Factors that increase leptin – sugar, grain and lectin intake
Factors that decrease leptin – vitamin D, low sugar, low carb diet
Vitamin D – good for immune system. decreases leptin levels.
Factors that increase vitamin D - sunshine exposure, food intake e.g salmon
Factors that decrease vitamin D – wearing sunscreen, high/low latitudes, wheat bran
Lectins – May contribute to leptin and insulin resistance, known to cause gut damage.
High intake from a diet high in grains, dairy, beans, legumes.
Levels can be reduced by proper preparation techniques including soaking, fermenting and thorough cooking. Some sugars (often marketed as glyconutrients) such as glucosamine can bind to lectins and render them harmless.
Gut health – Damaged villi prevent nutrient interception and absorption. Increased permeability of epithelium initiates the exposure of gut bacteria to the immune system (abnormal antigen presentation) that is suspected to trigger the autoimmune process. (Note: Infections outside the GI tract can also initiate an autoimmune reaction such as Chlamydia in Reiter's Syndrome)
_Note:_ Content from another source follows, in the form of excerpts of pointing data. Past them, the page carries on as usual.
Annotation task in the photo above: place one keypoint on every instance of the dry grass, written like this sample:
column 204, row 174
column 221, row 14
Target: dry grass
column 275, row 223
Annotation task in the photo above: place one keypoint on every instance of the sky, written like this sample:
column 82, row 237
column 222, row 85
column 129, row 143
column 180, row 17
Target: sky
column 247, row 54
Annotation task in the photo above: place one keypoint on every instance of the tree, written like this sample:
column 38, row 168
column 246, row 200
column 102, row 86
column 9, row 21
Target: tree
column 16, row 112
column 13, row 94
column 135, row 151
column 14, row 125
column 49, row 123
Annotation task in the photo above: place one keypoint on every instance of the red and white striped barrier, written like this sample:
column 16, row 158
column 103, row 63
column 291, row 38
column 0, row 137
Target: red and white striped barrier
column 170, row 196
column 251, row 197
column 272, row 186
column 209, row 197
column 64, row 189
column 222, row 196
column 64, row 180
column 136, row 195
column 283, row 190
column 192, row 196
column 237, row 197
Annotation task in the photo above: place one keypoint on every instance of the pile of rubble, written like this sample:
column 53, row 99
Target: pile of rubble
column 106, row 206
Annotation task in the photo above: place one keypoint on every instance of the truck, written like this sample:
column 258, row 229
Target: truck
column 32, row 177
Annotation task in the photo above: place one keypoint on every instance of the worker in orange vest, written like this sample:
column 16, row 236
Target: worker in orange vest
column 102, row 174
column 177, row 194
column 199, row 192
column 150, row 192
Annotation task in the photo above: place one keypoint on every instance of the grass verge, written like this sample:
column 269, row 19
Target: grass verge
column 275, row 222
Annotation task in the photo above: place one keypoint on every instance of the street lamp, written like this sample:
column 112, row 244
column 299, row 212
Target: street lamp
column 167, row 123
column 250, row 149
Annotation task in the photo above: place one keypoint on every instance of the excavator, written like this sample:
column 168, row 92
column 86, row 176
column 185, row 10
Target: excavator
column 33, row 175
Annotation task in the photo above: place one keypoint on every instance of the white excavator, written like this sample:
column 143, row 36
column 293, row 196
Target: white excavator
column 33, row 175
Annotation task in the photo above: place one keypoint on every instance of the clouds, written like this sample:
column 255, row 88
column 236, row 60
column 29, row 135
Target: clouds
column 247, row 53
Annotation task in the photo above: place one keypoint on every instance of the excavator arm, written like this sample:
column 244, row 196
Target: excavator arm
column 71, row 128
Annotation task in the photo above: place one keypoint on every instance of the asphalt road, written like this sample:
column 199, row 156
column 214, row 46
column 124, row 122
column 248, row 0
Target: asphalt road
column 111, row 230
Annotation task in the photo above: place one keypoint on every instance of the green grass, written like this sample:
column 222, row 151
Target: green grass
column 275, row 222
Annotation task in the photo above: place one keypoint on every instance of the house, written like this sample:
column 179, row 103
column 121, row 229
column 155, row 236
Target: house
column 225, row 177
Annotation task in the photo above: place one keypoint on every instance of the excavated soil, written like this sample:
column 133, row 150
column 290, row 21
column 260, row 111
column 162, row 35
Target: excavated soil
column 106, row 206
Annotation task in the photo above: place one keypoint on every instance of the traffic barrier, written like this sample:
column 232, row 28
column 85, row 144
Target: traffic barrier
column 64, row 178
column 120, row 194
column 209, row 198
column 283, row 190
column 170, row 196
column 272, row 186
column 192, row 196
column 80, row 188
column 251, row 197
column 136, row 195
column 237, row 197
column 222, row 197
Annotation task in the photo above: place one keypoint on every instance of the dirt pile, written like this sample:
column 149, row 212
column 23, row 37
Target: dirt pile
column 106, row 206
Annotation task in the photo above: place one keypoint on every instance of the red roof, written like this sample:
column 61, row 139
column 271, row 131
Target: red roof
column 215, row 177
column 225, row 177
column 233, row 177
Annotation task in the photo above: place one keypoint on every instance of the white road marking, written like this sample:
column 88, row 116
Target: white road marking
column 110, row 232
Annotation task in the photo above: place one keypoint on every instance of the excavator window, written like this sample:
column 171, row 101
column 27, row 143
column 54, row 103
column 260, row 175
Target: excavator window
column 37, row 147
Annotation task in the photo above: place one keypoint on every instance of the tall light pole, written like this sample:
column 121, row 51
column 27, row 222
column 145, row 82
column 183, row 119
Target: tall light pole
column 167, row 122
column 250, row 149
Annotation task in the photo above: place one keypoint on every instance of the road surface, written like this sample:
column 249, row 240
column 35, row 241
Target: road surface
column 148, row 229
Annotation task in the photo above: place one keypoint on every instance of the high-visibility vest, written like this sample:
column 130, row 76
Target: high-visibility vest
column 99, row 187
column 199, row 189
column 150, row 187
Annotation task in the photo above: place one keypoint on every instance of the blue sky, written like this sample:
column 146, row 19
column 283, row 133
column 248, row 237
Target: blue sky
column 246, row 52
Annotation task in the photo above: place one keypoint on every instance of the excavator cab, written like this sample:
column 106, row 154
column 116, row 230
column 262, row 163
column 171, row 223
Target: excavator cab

Factors that can damage villi and increase permeability – Lectins, NSAID's, Caffeine, Alcohol, Food allergy/intolerance, Bacterial dysbiosis, Stress, Physical injury/trauma.
If this was theory was somewhere in the ball park we would expect to find a high prevalence of autoimmune disease in ...
a) countries where grains and sugar make up a high percentage of calories.
b) northern (or southern) latitudes that get less sunlight
c) in places where people live highly stressed lifestyles and commonly consume gut irritants such as caffeine/alcohol/NSAID's
Anyone know of any countries like this with obesity and autoimmune epidemics?